One of the two reports in this issue of the Journal uses data from the National Institute of Mental Health (NIMH) Bipolar Disorder Genetics Initiative. MacKinnon et al. conducted a follow-up to their previous study in which they had reported an unusually high prevalence rate of panic disorder in 57 families with high rates of bipolar disorder. MacKinnon et al. concluded in their earlier study that there might be a genetic subset of patients with bipolar disorder who had comorbid panic disorder. Indeed, families at high risk of panic disorder showed linkage to markers on the long arm of chromosome 18, but families of probands without panic disorder did not. The study reported in this issue of the Journal sought to address questions about panic attacks and panic disorder as a phenotypic marker of the genetic heterogeneity of bipolar disorder.
The NIMH Bipolar Disorder Genetics Initiative provided 203 families with 966 first-degree relatives. Families of probands with both panic disorder and panic attacks were included, yielding a single group defining a variable for familial panic risk. The risk of a family member being diagnosed with panic disorder if the proband with bipolar disorder had panic was calculated. The results were striking. More than 90% of individuals with panic disorder also had an affective disorder, and panic was present in 17% of the relatives with recurrent affective disorder compared with 3% of the relatives without recurrent major affective disorder. MacKinnon et al. concluded that familial bipolar disorder is a risk for panic disorder and suggested that subsequent molecular genetics studies further illuminate this association.
The second report in this issue, by Rotondo and colleagues, is such a study—a case-control association study of the genetic polymorphisms of three monoamine neurotransmitter system candidate genes, catechol-O-methyltransferase (COMT), serotonin transporter (5-HTT), and tryptophan hydroxylase (TPH), in patients with bipolar disorder with and without lifetime panic disorder. The study included 127 healthy volunteers and 111 patients with bipolar disorder, 49 with and 62 without comorbid panic disorder. Polymorphisms were analyzed from blood leucocyte DNA. Remarkably, the patients with bipolar disorder without panic disorder showed significantly higher frequencies of the COMT Met158 and the short 5-HTTLPR alleles and genotypes. Thus, 40% of the patients with bipolar disorder without comorbid panic disorder were MET158/MET158 homozygotes associated with low COMT activity.
Taken together, these results suggest that bipolar disorder with and without comorbid panic disorder represent distinct genetic forms of this mood disorder.
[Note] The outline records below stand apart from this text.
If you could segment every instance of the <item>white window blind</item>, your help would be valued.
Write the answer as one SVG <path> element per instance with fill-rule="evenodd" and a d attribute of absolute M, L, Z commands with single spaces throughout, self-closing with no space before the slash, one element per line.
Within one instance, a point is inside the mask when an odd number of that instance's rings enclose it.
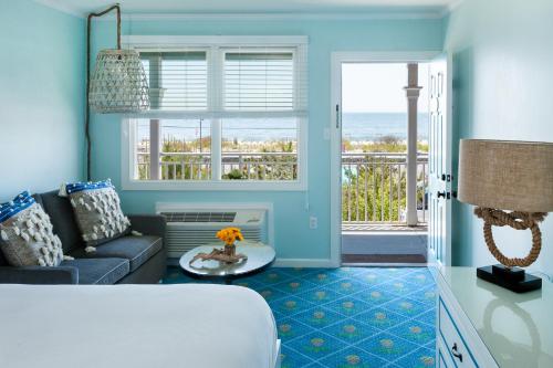
<path fill-rule="evenodd" d="M 152 105 L 131 119 L 133 186 L 305 188 L 306 38 L 127 39 Z"/>
<path fill-rule="evenodd" d="M 142 52 L 152 109 L 206 111 L 208 62 L 205 51 Z"/>
<path fill-rule="evenodd" d="M 292 52 L 227 52 L 225 109 L 292 111 L 294 78 Z"/>

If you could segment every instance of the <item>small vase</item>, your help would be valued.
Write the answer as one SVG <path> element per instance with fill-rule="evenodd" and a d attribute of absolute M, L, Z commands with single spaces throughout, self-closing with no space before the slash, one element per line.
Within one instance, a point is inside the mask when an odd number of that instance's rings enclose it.
<path fill-rule="evenodd" d="M 237 255 L 237 245 L 236 244 L 225 245 L 225 254 L 229 256 Z"/>

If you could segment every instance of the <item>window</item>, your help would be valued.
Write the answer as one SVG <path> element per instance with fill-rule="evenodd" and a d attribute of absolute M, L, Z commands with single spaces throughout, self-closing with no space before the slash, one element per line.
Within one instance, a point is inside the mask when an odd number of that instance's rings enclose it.
<path fill-rule="evenodd" d="M 125 120 L 124 187 L 305 188 L 304 38 L 143 39 L 152 108 Z"/>

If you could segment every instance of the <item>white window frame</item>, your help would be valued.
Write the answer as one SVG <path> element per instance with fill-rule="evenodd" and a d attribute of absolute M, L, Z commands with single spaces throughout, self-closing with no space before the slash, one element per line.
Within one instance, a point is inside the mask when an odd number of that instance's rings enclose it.
<path fill-rule="evenodd" d="M 146 112 L 144 114 L 126 115 L 121 122 L 121 147 L 122 147 L 122 187 L 124 190 L 231 190 L 231 191 L 305 191 L 307 190 L 307 132 L 309 118 L 307 107 L 303 113 L 296 108 L 282 112 L 238 112 L 236 115 L 248 117 L 298 117 L 298 179 L 296 180 L 222 180 L 221 174 L 221 147 L 211 145 L 211 180 L 136 180 L 136 155 L 135 155 L 135 129 L 131 124 L 137 118 L 210 118 L 211 119 L 211 139 L 220 141 L 221 116 L 232 116 L 234 112 L 223 111 L 222 90 L 223 90 L 223 67 L 222 62 L 227 51 L 222 48 L 283 48 L 293 50 L 295 73 L 306 73 L 306 36 L 157 36 L 157 35 L 127 35 L 124 36 L 124 48 L 152 51 L 171 51 L 171 50 L 208 50 L 207 60 L 211 72 L 208 74 L 208 112 Z M 304 60 L 295 57 L 298 50 L 305 54 Z M 294 94 L 300 88 L 305 88 L 300 98 L 305 98 L 306 103 L 306 75 L 302 75 L 303 81 L 296 77 Z M 304 83 L 305 85 L 299 85 Z M 220 93 L 209 93 L 209 91 L 220 91 Z M 294 96 L 294 104 L 299 101 Z M 300 102 L 301 103 L 301 102 Z"/>

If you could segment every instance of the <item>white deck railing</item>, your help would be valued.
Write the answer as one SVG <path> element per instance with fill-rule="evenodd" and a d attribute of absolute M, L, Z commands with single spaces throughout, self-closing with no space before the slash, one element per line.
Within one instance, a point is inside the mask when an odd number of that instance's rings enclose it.
<path fill-rule="evenodd" d="M 428 155 L 417 157 L 417 212 L 427 221 Z M 342 221 L 405 223 L 407 154 L 342 154 Z"/>
<path fill-rule="evenodd" d="M 138 153 L 138 177 L 149 177 L 149 154 Z M 160 154 L 161 180 L 210 180 L 210 153 Z M 294 180 L 294 153 L 223 153 L 227 180 Z M 344 223 L 405 223 L 407 154 L 342 154 L 342 221 Z M 417 212 L 427 222 L 428 155 L 417 158 Z"/>
<path fill-rule="evenodd" d="M 149 177 L 149 154 L 137 154 L 138 177 Z M 211 154 L 160 154 L 161 180 L 211 179 Z M 221 174 L 228 180 L 295 180 L 298 154 L 295 153 L 223 153 Z"/>

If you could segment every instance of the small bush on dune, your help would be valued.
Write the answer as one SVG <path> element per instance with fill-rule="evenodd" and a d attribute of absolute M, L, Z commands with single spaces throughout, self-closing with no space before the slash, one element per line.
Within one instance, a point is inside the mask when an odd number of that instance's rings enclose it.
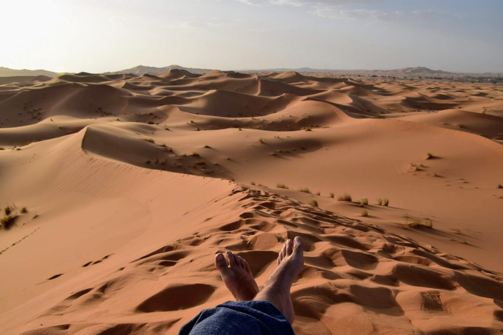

These findings raise fascinating questions. Do these two groups differ in course of illness, vulnerability to comorbid medical disorders such as coronary artery disease, and treatment response? Pharmacogenomic studies in these patient populations will undoubtedly shed light on the treatment response issue.
We have, indeed, come a long way from recognizing the common comorbidity of mood and anxiety disorders to defining biological-based subtypes of mood disorders according to the presence of panic disorder, and we are beginning to uncover their genetic underpinnings. With the advent of techniques to image gene expression in vivo, we may soon be able to determine such polymorphisms in the CNS of our patients and assess their effects on the function of the serotonin transporter protein and other elements that regulate neurotransmission.